Enrique Valero is general manager of the Abadia Retuerta craft wine and boutique hotel operation in the so-called ‘golden mile’ of the Ribera de Duero region in northern Spain.
In London to promote the estate wines and seek a new UK distributor, Valero, said: “Spain used to be product orientated, more agricultural than branded. But over the last 15 years, things have changed.”
He said 90% of Spanish wine used to drunk domestically and only sherry, cava and Rioja wines were exported. With the advent of branded ‘New World’ wines from the likes of Australia, California, Chile and South Africa, things have changed and Spain is changing.
Formerly with IDV which was a division of what is now Diageo, United Wineries International and then Grupo Gonzalez Byass, Valero has watched the Spanish wine industry evolve, receiving huge amounts of investment, some of it “easy money” from ill informed investors, as he describes it. Now the industry is on a stronger footing and knows where it is going, he believes.

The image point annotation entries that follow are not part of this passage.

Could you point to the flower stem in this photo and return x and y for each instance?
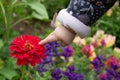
(23, 72)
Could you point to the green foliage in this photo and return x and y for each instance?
(38, 9)
(110, 24)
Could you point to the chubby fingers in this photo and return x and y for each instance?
(51, 38)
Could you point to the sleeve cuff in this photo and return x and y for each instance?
(76, 25)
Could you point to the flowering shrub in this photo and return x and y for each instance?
(92, 58)
(104, 58)
(27, 50)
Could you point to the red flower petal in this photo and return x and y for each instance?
(27, 50)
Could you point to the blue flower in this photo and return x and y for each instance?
(56, 74)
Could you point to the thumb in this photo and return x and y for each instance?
(50, 38)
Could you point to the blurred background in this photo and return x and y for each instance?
(33, 17)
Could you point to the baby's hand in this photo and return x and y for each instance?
(62, 34)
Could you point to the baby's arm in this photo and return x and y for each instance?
(61, 33)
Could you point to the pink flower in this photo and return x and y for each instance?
(27, 50)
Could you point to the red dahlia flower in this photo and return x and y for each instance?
(27, 50)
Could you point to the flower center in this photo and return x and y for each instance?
(28, 46)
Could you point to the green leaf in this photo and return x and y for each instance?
(8, 73)
(1, 43)
(39, 10)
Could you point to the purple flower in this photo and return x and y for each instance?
(98, 63)
(71, 75)
(51, 51)
(71, 68)
(68, 51)
(56, 74)
(103, 77)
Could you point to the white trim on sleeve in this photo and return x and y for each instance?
(76, 25)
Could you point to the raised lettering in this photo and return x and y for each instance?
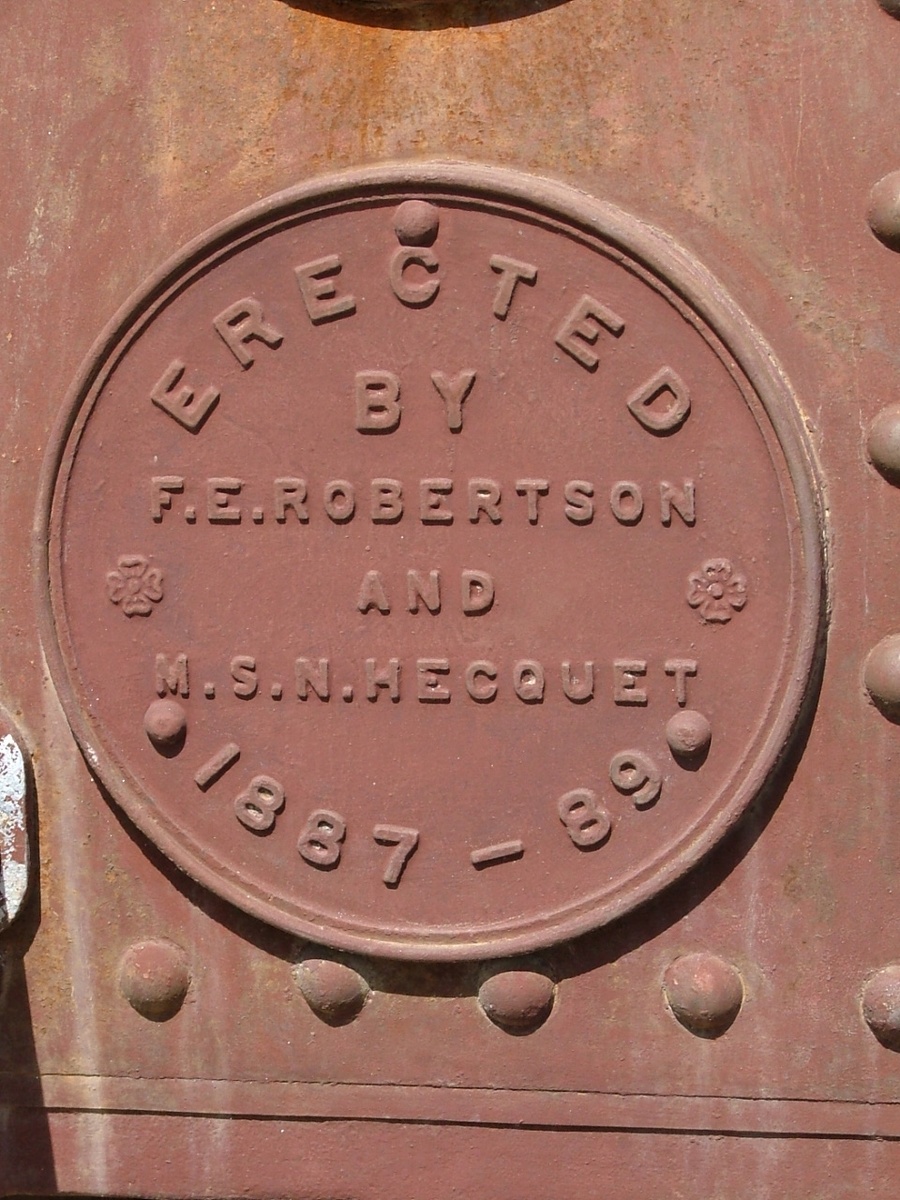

The Abadia Retuerta operation comprises a five-star, 18-bedroom/three suite hotel in a converted monastery, and a restaurant with a formerly Michelin-starred chef on a 700 hectare estate with 54 vineyard plots. The estate, which is in Sardón de Duero in Valladolid province, champions sustainable grape growing and wine producing and claims to be moving towards non intervention farming. The project is backed by the Swiss pharmaceutical company, Novartis International.
With Spain last year being the largest wine producer in the world at 50 million hectoliters or 6.7 billon bottles (this year it is expected to revert back to Italy on current estimates), Valero believes the move to more premium branded wines, particularly for export, is timely as there has also been an upsurge in interest in Spanish gastronomy, culture and tourism.